Beefy Boxes and Bandwidth Generously Provided by pair Networks
Perl: the Markov chain saw
 
PerlMonks  

regex help!

by igotlongestname (Acolyte)
on Sep 15, 2005 at 14:06 UTC ( [id://492223]=perlquestion: print w/replies, xml ) Need Help??

igotlongestname has asked for the wisdom of the Perl Monks concerning the following question:

I am trying to write a regular expression to get data off of large output files. The data that I need is actually on the line right after what I'm searching. For example, an NP with a number below it, a U with a number below it and a Pu with a number below it. The numbers change, but the elements stay the same above them. How can I use regex to find the nth record on the NEXT line following my search?

Replies are listed 'Best First'.
Re: regex help!
by halley (Prior) on Sep 15, 2005 at 14:21 UTC
    Regular expressions find stuff you express. They don't find stuff that you don't express.

    You should probably use some sort of scripting language that "wraps around" the regular expression engine, so that you can add some follow-up logic which is inconvenient for the regex engine to perform. Let's call that language Perl.

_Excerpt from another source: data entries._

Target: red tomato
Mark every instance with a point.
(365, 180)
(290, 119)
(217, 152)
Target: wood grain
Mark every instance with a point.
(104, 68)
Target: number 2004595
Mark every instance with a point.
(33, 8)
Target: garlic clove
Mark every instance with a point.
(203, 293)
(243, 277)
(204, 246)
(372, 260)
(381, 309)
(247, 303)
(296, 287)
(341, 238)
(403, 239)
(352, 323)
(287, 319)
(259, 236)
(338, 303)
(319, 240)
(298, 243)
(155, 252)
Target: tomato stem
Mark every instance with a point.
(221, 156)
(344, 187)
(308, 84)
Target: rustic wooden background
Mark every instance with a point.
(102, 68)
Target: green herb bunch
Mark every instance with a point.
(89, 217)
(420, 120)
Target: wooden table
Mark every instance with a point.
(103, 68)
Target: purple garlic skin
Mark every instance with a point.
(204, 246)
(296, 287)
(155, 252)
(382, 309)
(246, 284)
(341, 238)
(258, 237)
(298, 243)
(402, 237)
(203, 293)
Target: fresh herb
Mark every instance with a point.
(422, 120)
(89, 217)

    my $marker = qr/^ NP \s+ U \s+ Pu $/x; my $columns = qr/^ (\d+) \s+ (\d+) \s+ (\d+) $/x; while (<>) { # If we find our line with the column names, if (m/$marker/) { # Read the following line to look for their numbers. $_ = <>; if (m/$columns/) { print "NP = $1, U = $2, Pu = $3\n"; } else { print "Line after NP/U/Pu doesn't give numbers.\n"; } } }

    You could just slurp the whole file and try to scan it for multiple-line patterns at once with a single regular expression, but you said "large output files" so I opted for the iterative solution so it wouldn't be limited by memory.

    --
    [ e d @ h a l l e y . c c ]

      <nitpick>
      Just pointing out that the end of file may occur trying to do this:
      $_ = <>;
      I've done this before, and had the ubiquitous forehead-slapping-moment. Really need to check for this, because if the file ends at the wrong place, the <> will try to read from STDIN, which causes an annoying script/human deadlock.
      </nitpick>

      -QM
      --
      Quantum Mechanics: The dreams stuff is made of

Re: regex help!
by prasadbabu (Prior) on Sep 15, 2005 at 14:24 UTC

    I think this is your first post, the question is not clear. If your question is clear, it is very easy to answer your question correctly.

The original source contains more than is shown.